New NSF/Amazon Award to Advance Artificial Intelligence with Location-based Fairness
University of Maryland researchers Dr. Yiqun Xie and Dr. Sergii Skakun are co-leading a new project titled "Advancing Deep Learning Towards Spatial Fairness," funded by the National Science Foundation (NSF) and Amazon through the Fairness in Artificial Intelligence (FAI) program. The project is a collaborative research with Dr. Xiaowei Jia from the University of Pittsburgh.
As innovations in artificial intelligence (AI) continue to bring excitement and create new opportunities for growth in a variety of domains, the bias issues in AI techniques have been recognized as a major risk factor and bottleneck impeding AI's deployment in critical societal applications. In fact, clear biases have been identified in many popular use cases, including face recognition. NSF has partnered with Amazon to "jointly support computational research focused on fairness in AI, with the goal of contributing to trustworthy AI systems that are readily accepted and deployed to tackle grand challenges facing society."
This new project is the first-of-its-kind effort to understand and address fairness issues in AI techniques, primarily deep learning, with respect to locations (a.k.a., spatial fairness). The goal is to reduce biases that have significant linkage to the locations or geographical areas of data samples. Such biases, if left unattended, can cause or exacerbate unfair distribution of resources, social division, spatial disparity, and weaknesses in resilience or sustainability. Spatial fairness is urgently needed for the use of AI in a large variety of real-world problems such as agricultural monitoring and disaster management. Agricultural products, including crop maps and acreage estimates, are used to inform important decisions such as the distribution of subsidies and providing farm insurance. Inaccuracies and inequities produced by spatial biases adversely affect these decisions. Similarly, effective and fair mapping of natural disasters such as floods or fires is critical to inform life-saving actions and quantify damages and risks to public infrastructures, which is also related to insurance estimation. Machine learning, in particular deep learning, has been widely adopted for spatial datasets with promising results. However, straightforward applications of machine learning have found limited success in preserving spatial fairness due to the variation of data distribution, data quantity, and data quality.

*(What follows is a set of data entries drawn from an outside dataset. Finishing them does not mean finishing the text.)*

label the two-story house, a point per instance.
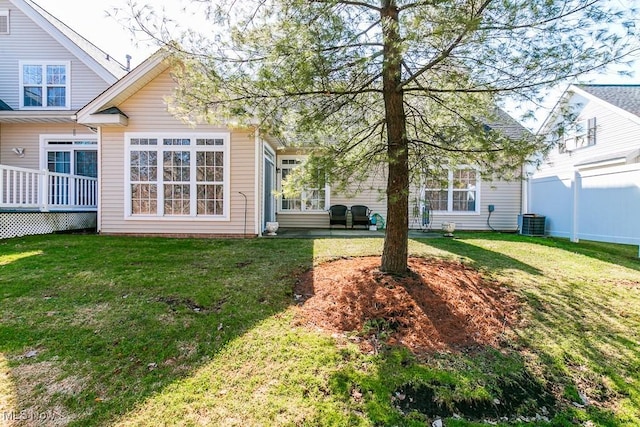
(48, 163)
(82, 138)
(588, 187)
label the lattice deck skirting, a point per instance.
(15, 224)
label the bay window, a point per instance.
(177, 176)
(454, 190)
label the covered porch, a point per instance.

The consideration of location-based fairness brings unique challenges. For example, locations are represented by numerous continuous coordinates in space, whereas most existing fairness-aware formulations rely on predefined groups such as races and genders. The goal of this project is to develop a new generation of machine learning frameworks to explicitly preserve location-based fairness through new statistical formulations and associated training strategies.